I try to imagine my world, more-or-less just as it is, but with certain intractable problems no longer so intractable. The ability to work, make money, have colleagues...and still be able to meet the school bus, or volunteer in class. The ability to live in a place that is pleasant and friendly and reasonably convenient to the places we need to go, yet isn't mostly surfaced in asphalt, shingles, and bluegrass turf.

One of the things I've been imagining lately is how to live once a person's mobility has been compromised, specifically, the mobility afforded by the personal car (a development that often dovetails with a loss of physical mobility). According to what I've read recently, the best place to live as an older, mobility-compromised person is the walking-friendly village or dense urban neighborhood you grew old in, or on an estate with servants, a driver, and a legion of loving relatives with their own separate quarters. I've been wondering about ways those of us who missed the train on (a) or (b) can create their benefits with the materials at hand.

As I muse, I've been using the specific example of an older relative who can see the end of her driving days in her rear-view mirror. How to recreate the village in the suburbs, at a price that's affordable for a person on a limited budget? I will leave aside the issue that one of the sacred tenets of this particular person's personal identity has been her ability to spend all day out and about in her car. That's separate, I think. The basic problem here is systemic.

For example, this person lives in a 55-and-older neighborhood, which is not, as it happens, well-designed to accommodate people who can no longer drive. For one thing, the nearest grocery store is two miles away. For another, the very 55-and-older-ness of the community has bred a certain vicious paranoia about infirmity: the residents here are too close to the age of immobility to brook any suggestion of weakness in that quarter. You drive or you leave, seems to be the consensus. Finally, the 55-and-older-ness has shut off other avenues of community engagement, such as having younger relatives (like us) living nearby. I think such a community could foster ways to gracefully accommodate the gradual loss of mobility and increase in isolation; I just don't think this one has. So I imagine ways this could change: daily dinners at the clubhouse, for example. A mobile pharmacy. A bus service. An errand service.

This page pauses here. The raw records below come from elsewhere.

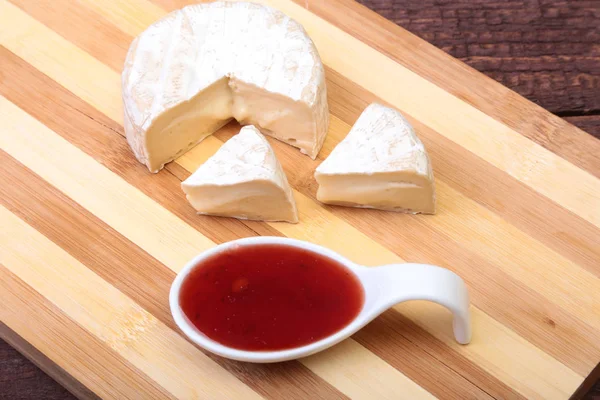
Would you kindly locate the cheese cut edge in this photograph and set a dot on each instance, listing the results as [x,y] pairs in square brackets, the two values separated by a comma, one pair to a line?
[243,180]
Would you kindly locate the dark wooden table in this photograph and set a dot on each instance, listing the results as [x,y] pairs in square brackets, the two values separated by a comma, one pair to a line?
[548,51]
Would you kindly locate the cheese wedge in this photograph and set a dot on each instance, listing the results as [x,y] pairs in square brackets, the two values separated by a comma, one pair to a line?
[380,164]
[244,180]
[195,69]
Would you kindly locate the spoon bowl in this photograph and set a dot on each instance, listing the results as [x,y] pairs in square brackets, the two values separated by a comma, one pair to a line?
[384,286]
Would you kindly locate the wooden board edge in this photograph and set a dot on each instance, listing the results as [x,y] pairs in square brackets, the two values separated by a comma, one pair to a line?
[587,384]
[44,363]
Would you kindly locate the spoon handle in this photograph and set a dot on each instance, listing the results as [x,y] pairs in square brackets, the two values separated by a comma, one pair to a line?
[396,283]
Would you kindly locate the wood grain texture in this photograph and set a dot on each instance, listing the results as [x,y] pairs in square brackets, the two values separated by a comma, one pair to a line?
[518,220]
[546,51]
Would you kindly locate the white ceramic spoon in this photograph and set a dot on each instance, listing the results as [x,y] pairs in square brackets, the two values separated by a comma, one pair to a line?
[384,287]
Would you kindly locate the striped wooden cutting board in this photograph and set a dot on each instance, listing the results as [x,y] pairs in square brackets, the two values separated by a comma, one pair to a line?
[90,241]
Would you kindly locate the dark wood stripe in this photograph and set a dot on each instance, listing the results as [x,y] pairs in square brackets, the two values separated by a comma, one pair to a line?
[131,270]
[45,364]
[459,79]
[82,348]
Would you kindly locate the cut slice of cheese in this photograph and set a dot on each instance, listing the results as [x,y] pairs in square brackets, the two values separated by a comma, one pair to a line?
[380,164]
[242,180]
[192,71]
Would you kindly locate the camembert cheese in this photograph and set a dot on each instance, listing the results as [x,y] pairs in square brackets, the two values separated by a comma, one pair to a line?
[195,69]
[242,180]
[380,164]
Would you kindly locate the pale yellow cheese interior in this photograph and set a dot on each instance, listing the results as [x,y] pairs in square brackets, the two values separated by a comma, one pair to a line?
[180,128]
[394,191]
[256,200]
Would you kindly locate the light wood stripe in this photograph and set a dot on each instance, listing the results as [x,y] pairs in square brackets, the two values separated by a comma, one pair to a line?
[93,182]
[68,344]
[544,368]
[112,317]
[66,161]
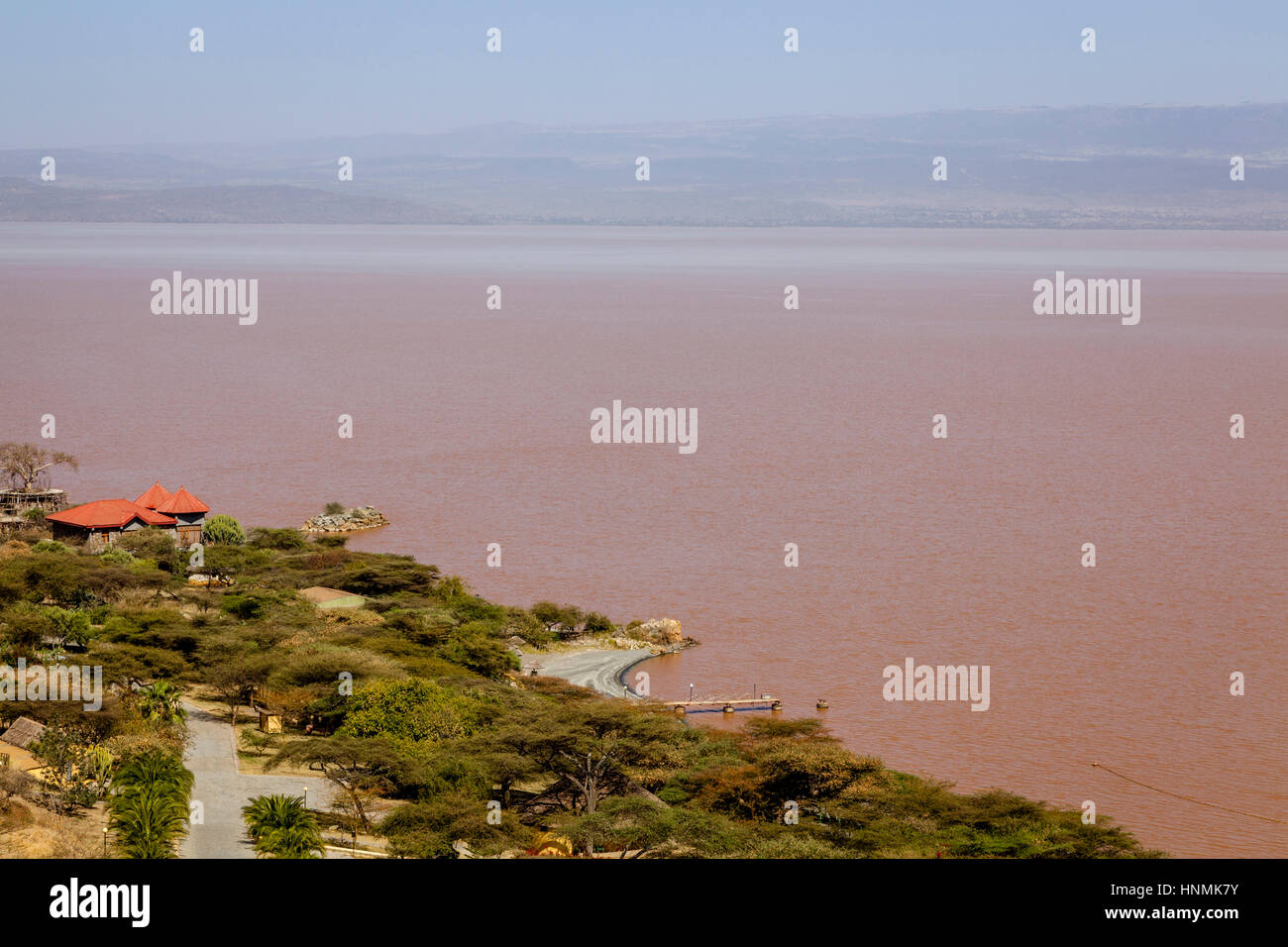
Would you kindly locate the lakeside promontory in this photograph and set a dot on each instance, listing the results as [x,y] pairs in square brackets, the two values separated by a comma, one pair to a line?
[400,686]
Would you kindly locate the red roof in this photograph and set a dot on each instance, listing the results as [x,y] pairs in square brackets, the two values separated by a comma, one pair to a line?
[183,501]
[155,496]
[108,514]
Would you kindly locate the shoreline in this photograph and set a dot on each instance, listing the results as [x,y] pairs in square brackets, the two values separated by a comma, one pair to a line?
[599,669]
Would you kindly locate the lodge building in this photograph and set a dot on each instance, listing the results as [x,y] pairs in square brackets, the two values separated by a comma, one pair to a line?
[102,522]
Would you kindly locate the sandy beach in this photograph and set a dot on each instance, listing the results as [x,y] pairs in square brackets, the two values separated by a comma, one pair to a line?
[600,669]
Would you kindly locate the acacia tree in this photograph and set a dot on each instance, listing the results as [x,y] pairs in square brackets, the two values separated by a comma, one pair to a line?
[361,768]
[589,750]
[25,463]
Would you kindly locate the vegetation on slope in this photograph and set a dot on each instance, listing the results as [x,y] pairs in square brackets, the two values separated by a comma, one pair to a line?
[412,707]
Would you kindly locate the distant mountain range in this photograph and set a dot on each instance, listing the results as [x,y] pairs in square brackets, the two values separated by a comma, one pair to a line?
[1106,167]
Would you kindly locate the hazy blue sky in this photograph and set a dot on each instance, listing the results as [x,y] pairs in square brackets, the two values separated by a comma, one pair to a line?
[91,72]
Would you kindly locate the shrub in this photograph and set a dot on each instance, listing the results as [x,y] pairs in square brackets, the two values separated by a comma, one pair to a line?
[283,540]
[223,530]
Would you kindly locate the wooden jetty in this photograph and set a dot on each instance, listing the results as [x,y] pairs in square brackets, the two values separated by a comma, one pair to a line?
[726,705]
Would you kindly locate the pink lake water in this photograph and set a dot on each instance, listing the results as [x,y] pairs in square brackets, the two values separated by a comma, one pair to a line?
[472,427]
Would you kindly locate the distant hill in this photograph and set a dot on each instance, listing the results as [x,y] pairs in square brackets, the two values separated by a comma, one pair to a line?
[1112,166]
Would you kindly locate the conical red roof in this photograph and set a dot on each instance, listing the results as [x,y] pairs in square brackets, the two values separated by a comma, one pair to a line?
[181,501]
[108,514]
[155,496]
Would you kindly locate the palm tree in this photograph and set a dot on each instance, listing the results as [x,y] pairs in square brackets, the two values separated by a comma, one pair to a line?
[160,701]
[281,827]
[149,808]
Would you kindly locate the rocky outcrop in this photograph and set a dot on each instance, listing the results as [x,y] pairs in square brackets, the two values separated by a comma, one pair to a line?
[356,518]
[658,630]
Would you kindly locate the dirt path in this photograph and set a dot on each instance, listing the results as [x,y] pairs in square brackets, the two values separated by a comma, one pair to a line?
[223,789]
[599,669]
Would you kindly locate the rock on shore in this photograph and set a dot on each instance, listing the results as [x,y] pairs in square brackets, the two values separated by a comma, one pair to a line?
[355,518]
[658,630]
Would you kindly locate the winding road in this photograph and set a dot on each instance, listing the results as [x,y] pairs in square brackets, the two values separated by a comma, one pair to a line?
[223,789]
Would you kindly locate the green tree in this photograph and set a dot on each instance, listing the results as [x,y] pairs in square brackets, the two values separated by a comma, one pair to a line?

Even better, I think, would be a community that was closer to us. As suburbs go, we're pretty walkable: we have a nearby grocery store, restaurants, and library (what more does a person want? if a person is me, anyway.) With a little tweaking - such as extending the sidewalks surrounding the grocery store so that they actually extend into the surrounding neighborhoods, instead of dumping pedestrians into traffic in random places - this could be a suburb friendly to unsteady older adults on foot. Oh, and also we'd have to do something about that big road, the one with all the cars. This tends to be a theme in my alternate scenarios. It's not exactly that's I'm anticar, it's just I'd rather there were many, many more places where cars were not. (Am I willing to give up my car to achieve this scenario? No! I mean, not yet.)

So. I'm really not any closer to figuring this one out (and there's the added intractability of the fact that this is a real person with a real problem that we really need to address, sooner than later, and it needs to be affordable and also needs to not involve anyone moving into our basement) (which would be imperfect anyway, because of all the stairs) (notice how I'm not even mentioning the personality problems.)

 And now, for something completely different: it's Western Wear week, and I totally caved.


Not-pink boots were so completely not an option.